June 30, 2016 • News

3D printing giant Stratasys announced that German switch manufacturer, Berker, is significantly reducing its production costs and time for testing electrical component prototypes by using Stratasys 3D printed injection moulds.

Image credit: investors.stratasys.com

Image credit: investors.stratasys.com

The German company’s newly designed electrical component required parts produced using injection moulding. Once assembled, the parts had to pass an electrostatic discharge (ESD) test conducted by an independent testing agency which meant that the switch prototype had to use the same materials as the final part.

Instead of using metal injection moulds to test the designs – which are very expensive and time consuming to produce – Berker decided to try 3D printed injection moulds produced on a Stratasys Conned multi-material 3D Printer.

The company produced a series of 3D printed injection moulds using Stratasys Polymer 3D printing technology with Digital ABS™ material.
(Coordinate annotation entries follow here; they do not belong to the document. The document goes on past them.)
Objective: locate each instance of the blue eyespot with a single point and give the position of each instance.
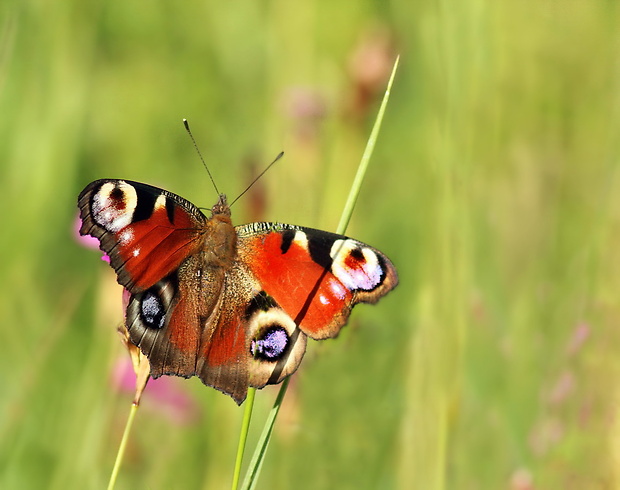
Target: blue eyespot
(271, 345)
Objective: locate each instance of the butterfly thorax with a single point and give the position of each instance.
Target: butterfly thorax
(219, 247)
(221, 207)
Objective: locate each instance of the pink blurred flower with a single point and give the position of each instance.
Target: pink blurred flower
(163, 395)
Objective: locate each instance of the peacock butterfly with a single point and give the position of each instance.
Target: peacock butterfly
(231, 305)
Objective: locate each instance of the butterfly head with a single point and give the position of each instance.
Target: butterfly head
(221, 206)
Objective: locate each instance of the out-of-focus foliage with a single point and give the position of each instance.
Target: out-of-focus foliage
(494, 188)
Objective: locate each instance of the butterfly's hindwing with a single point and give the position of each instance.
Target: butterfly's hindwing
(233, 306)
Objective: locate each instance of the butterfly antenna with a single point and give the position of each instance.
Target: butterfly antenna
(189, 131)
(280, 155)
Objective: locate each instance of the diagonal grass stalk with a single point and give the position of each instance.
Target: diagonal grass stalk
(255, 466)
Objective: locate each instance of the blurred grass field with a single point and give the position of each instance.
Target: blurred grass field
(493, 188)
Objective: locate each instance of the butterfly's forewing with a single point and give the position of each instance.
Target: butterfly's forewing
(313, 275)
(230, 305)
(146, 231)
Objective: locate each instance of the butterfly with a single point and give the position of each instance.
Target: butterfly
(233, 305)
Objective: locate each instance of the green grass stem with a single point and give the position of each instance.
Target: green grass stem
(261, 448)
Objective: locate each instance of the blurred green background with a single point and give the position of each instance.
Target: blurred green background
(493, 188)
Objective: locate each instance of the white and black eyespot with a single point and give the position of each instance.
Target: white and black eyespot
(113, 205)
(356, 266)
(271, 344)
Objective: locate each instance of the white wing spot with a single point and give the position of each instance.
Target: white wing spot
(114, 213)
(301, 239)
(353, 271)
(160, 202)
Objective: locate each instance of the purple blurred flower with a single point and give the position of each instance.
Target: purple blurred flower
(163, 396)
Each 3D printed mould, with a different geometry, was used to inject a different final part material: ASA, PC and TPE.

Krause, Head of Technical Department & Manufacturing, Berker said one of the biggest challenges was that the newly designed parts needed to fit precisely in order to snap fit together with an existing metal mould-produced part.

“This new flexibility enables us to try out two or three different solutions at the same time to get the best result,” Mr Krause said.
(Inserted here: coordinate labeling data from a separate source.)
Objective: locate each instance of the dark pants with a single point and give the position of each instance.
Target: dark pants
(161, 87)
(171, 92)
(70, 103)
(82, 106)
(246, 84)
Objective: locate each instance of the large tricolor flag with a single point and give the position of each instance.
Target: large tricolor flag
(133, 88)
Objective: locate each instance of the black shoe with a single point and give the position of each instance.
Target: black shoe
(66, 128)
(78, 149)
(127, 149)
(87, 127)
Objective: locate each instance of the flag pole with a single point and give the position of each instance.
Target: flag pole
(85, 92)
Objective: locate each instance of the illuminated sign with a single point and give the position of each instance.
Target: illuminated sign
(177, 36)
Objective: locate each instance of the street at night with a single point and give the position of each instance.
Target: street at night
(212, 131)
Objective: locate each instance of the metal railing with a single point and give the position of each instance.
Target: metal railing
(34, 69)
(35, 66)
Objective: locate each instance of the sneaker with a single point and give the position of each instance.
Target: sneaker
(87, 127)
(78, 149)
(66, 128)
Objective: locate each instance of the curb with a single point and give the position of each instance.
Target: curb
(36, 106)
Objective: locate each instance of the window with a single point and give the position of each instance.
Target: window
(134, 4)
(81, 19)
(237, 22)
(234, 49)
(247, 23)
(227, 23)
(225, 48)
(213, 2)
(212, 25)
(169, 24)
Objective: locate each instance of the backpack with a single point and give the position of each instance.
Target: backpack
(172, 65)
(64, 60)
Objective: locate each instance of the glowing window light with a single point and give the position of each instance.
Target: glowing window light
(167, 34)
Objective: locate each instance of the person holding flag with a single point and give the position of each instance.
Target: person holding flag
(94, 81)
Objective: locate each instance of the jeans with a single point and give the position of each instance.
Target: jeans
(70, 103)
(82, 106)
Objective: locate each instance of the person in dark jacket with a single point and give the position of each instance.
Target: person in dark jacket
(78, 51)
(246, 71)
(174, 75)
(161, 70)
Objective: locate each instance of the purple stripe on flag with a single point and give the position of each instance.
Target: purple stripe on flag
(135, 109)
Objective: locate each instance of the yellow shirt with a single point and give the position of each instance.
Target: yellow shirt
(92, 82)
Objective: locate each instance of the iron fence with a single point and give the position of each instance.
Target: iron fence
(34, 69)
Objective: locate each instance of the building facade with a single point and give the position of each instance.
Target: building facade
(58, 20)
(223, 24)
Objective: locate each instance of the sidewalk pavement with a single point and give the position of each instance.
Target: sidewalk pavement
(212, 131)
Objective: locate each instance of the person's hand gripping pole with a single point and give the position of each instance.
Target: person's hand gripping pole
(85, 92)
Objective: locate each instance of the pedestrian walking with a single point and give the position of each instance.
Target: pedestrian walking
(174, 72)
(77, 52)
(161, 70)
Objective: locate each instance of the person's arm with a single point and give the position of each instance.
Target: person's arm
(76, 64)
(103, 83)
“The confirmed quality of our products produced using these functional prototypes has accelerated our R&D processes.”

According to him, the new technology enabled Berker to achieve impressive results in terms of time and cost savings, with an average 83% reduction in cost per mould and 85% reduction in production time.

“Stratasys 3D printed injection moulds have helped Berker save time and reduce costs while making working prototype assemblies in the final material,” added Mr Krause.

“This technology is now used now all over our company to make sample parts in ‘real’ materials.”

Nadav Sela, Director, Manufacturing Tools, Stratasys, said Berker were able to successfully overcome their challenges by 3D printing moulds that were used to produce their parts with the proper tolerances and material selection-all at a fraction of the time and cost of the traditional moulding process.

“3D printing injection moulds are often an optimal solution for product prototyping and low volume manufacturing,” Mr Sela said.

“For a very low production cost and quick turnaround time, they enable the manufacturer to produce parts with complex geometries in final materials before investing in mass production. And after testing the injected prototype part, if designs need to be adjusted, a new mould can be produced in just a few hours, again saving significant time and expenditures.”